The UK Government Makes UK Tourism Travel Sick

“Following the science” has been the mantra of the British government throughout the Covid-19 pandemic. Although there is an ongoing debate as to what that actually means, it remains a good sound bite and – sort of – rings true. Where it seems utter nonsense, however, is in regard to the 14-day quarantine rule for visitors that came into effect across the United Kingdom last week.

That rule means that anyone who lands at a British airport or arrives at a British port would need to self isolate for 14 days. Now which visitor, especially a tourist, has the time, the means and patience to sit in a hotel room or worse for two weeks waiting to start their holiday or visit? Yes, you’re thinking what I’m thinking: forget that! Why spend two weeks in a holding center outside London going slowly stir crazy when you can breeze into Paris or Rome or anywhere else on the Continent. The irony of ironies being that those countries on the Continent have lower infection rates for Covid-19 than is currently the case in the UK.

This new 14-day quarantine rule will cripple not just the already frozen travel sector but also the UK’s tourism industry. Furthermore, the government implementing it has not been able to detail any scientific evidence to support this drastic move. So much so, the government’s chief scientific adviser, Sir Patrick Vallance, has not endorsed it, instead, putting the onus back on the politicians saying with uncharacteristic vagueness: ‘They make the policy, and they make the timing decisions.’

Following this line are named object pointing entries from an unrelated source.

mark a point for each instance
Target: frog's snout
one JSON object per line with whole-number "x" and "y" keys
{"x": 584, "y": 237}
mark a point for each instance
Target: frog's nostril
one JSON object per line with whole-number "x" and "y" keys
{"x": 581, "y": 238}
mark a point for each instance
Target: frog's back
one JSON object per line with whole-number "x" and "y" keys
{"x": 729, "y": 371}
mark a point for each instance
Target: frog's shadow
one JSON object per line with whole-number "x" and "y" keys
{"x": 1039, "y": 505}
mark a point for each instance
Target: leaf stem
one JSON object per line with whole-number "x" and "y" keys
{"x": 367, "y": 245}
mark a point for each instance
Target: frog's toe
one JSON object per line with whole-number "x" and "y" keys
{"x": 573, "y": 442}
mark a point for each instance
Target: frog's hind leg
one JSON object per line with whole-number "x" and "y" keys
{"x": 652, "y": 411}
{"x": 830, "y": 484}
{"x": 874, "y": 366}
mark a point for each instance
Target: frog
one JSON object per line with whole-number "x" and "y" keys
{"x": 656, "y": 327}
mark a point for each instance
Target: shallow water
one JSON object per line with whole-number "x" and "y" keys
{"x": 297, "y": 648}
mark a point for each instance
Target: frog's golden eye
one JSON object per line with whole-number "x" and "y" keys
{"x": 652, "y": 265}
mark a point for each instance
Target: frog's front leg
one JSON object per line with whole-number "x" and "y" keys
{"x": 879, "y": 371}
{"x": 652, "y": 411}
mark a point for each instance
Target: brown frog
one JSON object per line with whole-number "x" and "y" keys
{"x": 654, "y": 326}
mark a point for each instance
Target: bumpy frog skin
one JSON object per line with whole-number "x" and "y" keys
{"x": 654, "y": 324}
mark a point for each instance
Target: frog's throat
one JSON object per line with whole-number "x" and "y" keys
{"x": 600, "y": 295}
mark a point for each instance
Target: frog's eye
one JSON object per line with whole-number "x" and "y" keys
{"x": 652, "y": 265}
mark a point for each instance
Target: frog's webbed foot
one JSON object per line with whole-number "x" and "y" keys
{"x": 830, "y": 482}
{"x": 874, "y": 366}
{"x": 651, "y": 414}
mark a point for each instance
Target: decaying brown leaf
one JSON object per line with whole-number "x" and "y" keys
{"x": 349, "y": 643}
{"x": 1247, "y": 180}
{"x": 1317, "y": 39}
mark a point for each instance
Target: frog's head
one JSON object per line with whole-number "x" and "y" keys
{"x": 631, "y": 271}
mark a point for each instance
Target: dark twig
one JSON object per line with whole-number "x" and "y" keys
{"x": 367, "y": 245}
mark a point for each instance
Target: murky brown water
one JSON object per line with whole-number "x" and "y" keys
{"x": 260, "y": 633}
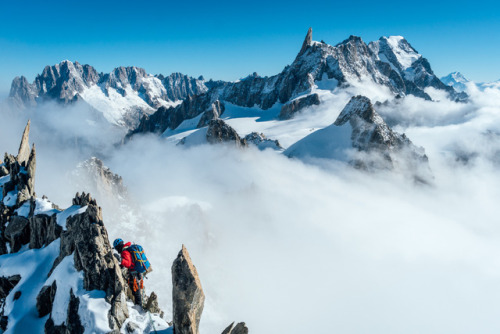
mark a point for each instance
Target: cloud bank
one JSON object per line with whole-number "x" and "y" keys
{"x": 290, "y": 247}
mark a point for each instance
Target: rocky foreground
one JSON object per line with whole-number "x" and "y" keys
{"x": 58, "y": 273}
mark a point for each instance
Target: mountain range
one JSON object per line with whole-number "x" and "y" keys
{"x": 128, "y": 95}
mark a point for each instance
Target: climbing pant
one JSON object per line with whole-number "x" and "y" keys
{"x": 136, "y": 284}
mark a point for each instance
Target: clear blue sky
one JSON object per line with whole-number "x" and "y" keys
{"x": 230, "y": 39}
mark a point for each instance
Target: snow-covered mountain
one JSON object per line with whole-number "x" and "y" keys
{"x": 390, "y": 62}
{"x": 456, "y": 80}
{"x": 58, "y": 273}
{"x": 361, "y": 137}
{"x": 461, "y": 84}
{"x": 122, "y": 96}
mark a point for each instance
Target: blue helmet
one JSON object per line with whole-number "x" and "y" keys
{"x": 117, "y": 242}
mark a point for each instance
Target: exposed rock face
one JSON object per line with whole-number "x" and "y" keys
{"x": 210, "y": 114}
{"x": 170, "y": 118}
{"x": 262, "y": 142}
{"x": 86, "y": 239}
{"x": 17, "y": 232}
{"x": 291, "y": 108}
{"x": 70, "y": 82}
{"x": 219, "y": 132}
{"x": 371, "y": 134}
{"x": 7, "y": 284}
{"x": 180, "y": 86}
{"x": 390, "y": 61}
{"x": 240, "y": 328}
{"x": 360, "y": 135}
{"x": 45, "y": 299}
{"x": 43, "y": 230}
{"x": 92, "y": 174}
{"x": 24, "y": 148}
{"x": 307, "y": 42}
{"x": 188, "y": 297}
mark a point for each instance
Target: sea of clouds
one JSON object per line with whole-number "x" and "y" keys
{"x": 291, "y": 247}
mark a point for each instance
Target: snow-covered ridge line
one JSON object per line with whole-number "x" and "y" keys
{"x": 118, "y": 95}
{"x": 391, "y": 63}
{"x": 58, "y": 273}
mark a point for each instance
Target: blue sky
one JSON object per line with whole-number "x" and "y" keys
{"x": 230, "y": 39}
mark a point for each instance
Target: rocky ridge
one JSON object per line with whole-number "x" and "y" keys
{"x": 128, "y": 91}
{"x": 391, "y": 62}
{"x": 57, "y": 258}
{"x": 361, "y": 136}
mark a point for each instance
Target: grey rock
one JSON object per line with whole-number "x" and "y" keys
{"x": 179, "y": 86}
{"x": 289, "y": 109}
{"x": 3, "y": 170}
{"x": 66, "y": 82}
{"x": 372, "y": 135}
{"x": 187, "y": 295}
{"x": 220, "y": 132}
{"x": 17, "y": 232}
{"x": 24, "y": 148}
{"x": 7, "y": 284}
{"x": 87, "y": 240}
{"x": 45, "y": 299}
{"x": 170, "y": 118}
{"x": 240, "y": 328}
{"x": 131, "y": 327}
{"x": 307, "y": 42}
{"x": 44, "y": 230}
{"x": 152, "y": 304}
{"x": 262, "y": 142}
{"x": 213, "y": 113}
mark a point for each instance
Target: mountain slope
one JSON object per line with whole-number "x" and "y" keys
{"x": 122, "y": 96}
{"x": 361, "y": 137}
{"x": 390, "y": 62}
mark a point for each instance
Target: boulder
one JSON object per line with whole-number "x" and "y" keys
{"x": 45, "y": 299}
{"x": 7, "y": 284}
{"x": 44, "y": 230}
{"x": 152, "y": 304}
{"x": 220, "y": 132}
{"x": 17, "y": 232}
{"x": 262, "y": 142}
{"x": 87, "y": 240}
{"x": 24, "y": 148}
{"x": 240, "y": 328}
{"x": 187, "y": 295}
{"x": 214, "y": 112}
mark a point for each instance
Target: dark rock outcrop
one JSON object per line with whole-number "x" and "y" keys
{"x": 289, "y": 109}
{"x": 220, "y": 132}
{"x": 45, "y": 299}
{"x": 44, "y": 229}
{"x": 211, "y": 114}
{"x": 187, "y": 294}
{"x": 17, "y": 233}
{"x": 24, "y": 148}
{"x": 87, "y": 240}
{"x": 262, "y": 142}
{"x": 170, "y": 118}
{"x": 7, "y": 284}
{"x": 240, "y": 328}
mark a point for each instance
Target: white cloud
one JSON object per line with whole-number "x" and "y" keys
{"x": 289, "y": 247}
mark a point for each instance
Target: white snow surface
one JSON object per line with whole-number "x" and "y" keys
{"x": 69, "y": 212}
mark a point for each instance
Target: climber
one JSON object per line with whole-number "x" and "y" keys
{"x": 134, "y": 259}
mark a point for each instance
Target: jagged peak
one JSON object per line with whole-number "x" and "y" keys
{"x": 307, "y": 41}
{"x": 24, "y": 148}
{"x": 350, "y": 40}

What he failed to say is that politicians can make bad, even disastrous, decisions. Looking on in amazement at this latest government edict are the nation’s hoteliers and bed and breakfast owners, to say nothing of the residents of the thousands of towns and remote villages that depend on tourism to survive. The reason for their amazement is a simple one. Why at the height of the pandemic were the UK borders open with all and sundry let in without as much as a temperature check and now with the virus receding does the government effectively close the frontier by quarantining everyone who wants to come into Britain!

Such a random decision may be unpopular as well as illogical but it has other longer-term effects too – and they’re all bad. Tourism contributes £106 billion to the British economy and employs 2.6 million Britons. Until the pandemic this was a growing and lucrative sector of the UK economy. There was a hope, now forlorn, that by 2025 this sector would be worth more than £257 billion to UK economy. No small sum, in fact, that is worth approximately 10% of the UK’s current GDP. Now, however, in the short term alone, Visit Britain estimates £19.7 billion could be lost to the economy because of the pandemic.

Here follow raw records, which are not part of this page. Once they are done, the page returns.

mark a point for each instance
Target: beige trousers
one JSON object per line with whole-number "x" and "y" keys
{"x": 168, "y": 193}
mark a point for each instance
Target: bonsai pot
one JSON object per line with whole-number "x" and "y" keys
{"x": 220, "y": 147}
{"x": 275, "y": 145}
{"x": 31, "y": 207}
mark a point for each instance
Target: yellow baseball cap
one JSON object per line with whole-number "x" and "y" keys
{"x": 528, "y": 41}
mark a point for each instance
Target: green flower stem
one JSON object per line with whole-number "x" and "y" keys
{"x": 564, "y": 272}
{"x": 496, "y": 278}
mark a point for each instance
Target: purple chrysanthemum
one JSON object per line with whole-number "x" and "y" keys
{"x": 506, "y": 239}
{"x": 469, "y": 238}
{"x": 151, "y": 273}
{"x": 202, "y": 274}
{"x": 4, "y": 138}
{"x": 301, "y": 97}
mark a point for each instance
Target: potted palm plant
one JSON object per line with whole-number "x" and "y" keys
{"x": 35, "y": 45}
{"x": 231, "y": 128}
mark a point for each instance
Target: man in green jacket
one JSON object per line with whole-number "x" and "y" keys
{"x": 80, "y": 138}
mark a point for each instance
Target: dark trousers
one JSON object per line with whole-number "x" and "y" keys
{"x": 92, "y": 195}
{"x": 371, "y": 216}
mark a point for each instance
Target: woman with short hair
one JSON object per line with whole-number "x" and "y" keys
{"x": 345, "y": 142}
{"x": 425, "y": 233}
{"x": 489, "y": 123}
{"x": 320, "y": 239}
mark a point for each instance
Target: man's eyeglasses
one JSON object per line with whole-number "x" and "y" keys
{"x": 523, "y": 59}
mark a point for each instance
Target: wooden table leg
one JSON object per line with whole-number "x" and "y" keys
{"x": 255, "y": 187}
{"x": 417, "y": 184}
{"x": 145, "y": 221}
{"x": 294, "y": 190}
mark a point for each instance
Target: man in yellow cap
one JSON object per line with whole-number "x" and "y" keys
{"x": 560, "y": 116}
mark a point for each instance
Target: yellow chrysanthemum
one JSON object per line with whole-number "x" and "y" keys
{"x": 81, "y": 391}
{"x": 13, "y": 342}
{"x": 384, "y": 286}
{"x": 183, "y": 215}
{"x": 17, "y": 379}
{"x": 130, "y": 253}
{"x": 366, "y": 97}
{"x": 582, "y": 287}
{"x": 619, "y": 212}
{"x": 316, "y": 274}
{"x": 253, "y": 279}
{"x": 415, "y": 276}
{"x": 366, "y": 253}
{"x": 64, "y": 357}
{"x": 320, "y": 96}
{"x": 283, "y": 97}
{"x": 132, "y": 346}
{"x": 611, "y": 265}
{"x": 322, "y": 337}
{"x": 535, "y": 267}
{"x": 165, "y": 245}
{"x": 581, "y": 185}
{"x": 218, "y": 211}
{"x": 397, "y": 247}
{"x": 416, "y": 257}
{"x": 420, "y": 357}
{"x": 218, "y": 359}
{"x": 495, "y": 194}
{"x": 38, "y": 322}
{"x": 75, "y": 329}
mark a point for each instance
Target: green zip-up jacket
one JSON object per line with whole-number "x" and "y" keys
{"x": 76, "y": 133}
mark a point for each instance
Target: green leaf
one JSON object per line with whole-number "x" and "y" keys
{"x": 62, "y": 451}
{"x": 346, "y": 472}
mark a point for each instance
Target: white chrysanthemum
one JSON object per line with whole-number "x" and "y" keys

The virus and the havoc it has wrought is bad enough. However, this one decision to quarantine visitors to the UK would seem to be adding salt to the already raw wounds not just of the hard hit travel and tourism sector but to the whole British economy. Britain as much as Italy or Spain needs visitors, and their dollars and Euros. This action of preventing visitors coming smacks of defeatism and also, more worrying still, shooting oneself in the foot.

There is one glimmer of hope though, if a slight one. From 29 June, it is expected that a number of so-called ‘air bridges’ will be set up with countries that now have low infection rates, countries such as France, Greece, Italy, Spain and Portugal. This would allow travel between these countries without the need to self-isolate.

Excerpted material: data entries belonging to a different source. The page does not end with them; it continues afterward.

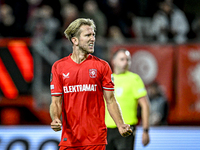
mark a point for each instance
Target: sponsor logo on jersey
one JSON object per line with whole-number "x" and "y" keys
{"x": 79, "y": 88}
{"x": 93, "y": 73}
{"x": 65, "y": 75}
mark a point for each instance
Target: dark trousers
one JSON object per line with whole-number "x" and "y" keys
{"x": 117, "y": 142}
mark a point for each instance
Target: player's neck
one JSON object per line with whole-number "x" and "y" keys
{"x": 78, "y": 57}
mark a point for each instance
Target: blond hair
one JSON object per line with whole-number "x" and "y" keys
{"x": 73, "y": 29}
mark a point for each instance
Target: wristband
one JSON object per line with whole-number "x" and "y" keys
{"x": 146, "y": 130}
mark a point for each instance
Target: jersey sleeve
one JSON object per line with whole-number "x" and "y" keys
{"x": 139, "y": 88}
{"x": 55, "y": 82}
{"x": 107, "y": 81}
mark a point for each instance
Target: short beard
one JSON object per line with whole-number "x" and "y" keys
{"x": 84, "y": 50}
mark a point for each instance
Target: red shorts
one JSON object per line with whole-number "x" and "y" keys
{"x": 90, "y": 147}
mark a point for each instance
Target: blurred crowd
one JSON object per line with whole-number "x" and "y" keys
{"x": 143, "y": 20}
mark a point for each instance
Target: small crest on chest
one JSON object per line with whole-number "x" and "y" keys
{"x": 93, "y": 73}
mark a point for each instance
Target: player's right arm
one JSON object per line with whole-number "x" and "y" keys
{"x": 55, "y": 112}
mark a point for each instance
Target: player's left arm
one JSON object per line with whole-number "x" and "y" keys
{"x": 145, "y": 106}
{"x": 115, "y": 112}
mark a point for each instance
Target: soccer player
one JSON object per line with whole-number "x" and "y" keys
{"x": 129, "y": 91}
{"x": 79, "y": 84}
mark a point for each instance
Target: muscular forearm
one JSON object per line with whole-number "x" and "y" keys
{"x": 55, "y": 108}
{"x": 115, "y": 112}
{"x": 144, "y": 103}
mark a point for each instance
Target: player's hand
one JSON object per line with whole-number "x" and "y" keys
{"x": 125, "y": 130}
{"x": 145, "y": 138}
{"x": 56, "y": 125}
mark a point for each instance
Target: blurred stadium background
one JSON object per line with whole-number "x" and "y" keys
{"x": 25, "y": 66}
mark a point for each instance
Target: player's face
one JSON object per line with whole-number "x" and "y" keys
{"x": 87, "y": 39}
{"x": 122, "y": 61}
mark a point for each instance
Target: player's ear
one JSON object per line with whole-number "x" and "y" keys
{"x": 74, "y": 40}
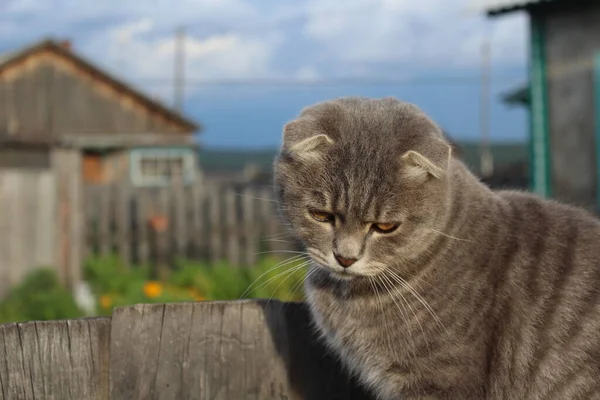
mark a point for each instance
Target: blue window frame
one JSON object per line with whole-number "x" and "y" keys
{"x": 162, "y": 166}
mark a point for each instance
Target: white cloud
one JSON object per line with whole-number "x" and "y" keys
{"x": 237, "y": 39}
{"x": 424, "y": 33}
{"x": 150, "y": 60}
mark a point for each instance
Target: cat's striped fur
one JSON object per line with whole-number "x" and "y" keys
{"x": 477, "y": 295}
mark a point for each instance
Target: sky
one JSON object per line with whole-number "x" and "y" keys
{"x": 252, "y": 65}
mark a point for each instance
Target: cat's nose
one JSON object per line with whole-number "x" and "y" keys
{"x": 344, "y": 262}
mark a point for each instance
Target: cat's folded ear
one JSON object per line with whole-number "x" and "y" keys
{"x": 431, "y": 160}
{"x": 304, "y": 141}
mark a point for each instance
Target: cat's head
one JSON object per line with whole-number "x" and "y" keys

This may just be a strategic move on the part of the UK government though. British Airways, Ryanair and Easy Jet have all threatened legal action against the government on account of the quarantine rules. A new grouping Quash Quarantine coalition, which represents some of the country’s largest hotel groups and tour operators, has also threatened legal action. All of this has put the current administration on the back foot, and rightly so as these companies may be big and represent wealthy clients but for all of them they are fighting for their survival, and when that happens people will do anything to keep their companies and livelihoods afloat.

The quarantine rules also smack of lazy if not cowardly thinking. Barriers if they need to be erected at all need to ensure that visitors from countries with high infection rates are monitored and if necessary quarantined. So I just fail to see the logic of quarantining visitors from all countries, and especially from countries where the infection rate is considerably lower than Britain’s, and that means most of the rest of Europe.

Old quarrels about Brexit need to be put aside for a pan-European consensus on dealing with the virus and the implications that flow from it. The whole idea of a ‘global Britain’ open for business is at stake here. The Continent needs British tourists and the UK needs visitors from Europe. It could be a ‘win-win’ scenario for all concerned. Yet the British government seems intent on forcing an illogical and ill thought through decision on its continental neighbors while at the same time wrecking the British tourism industry, and, unbelievably, without a shred of scientific evidence anywhere in sight to tell us why.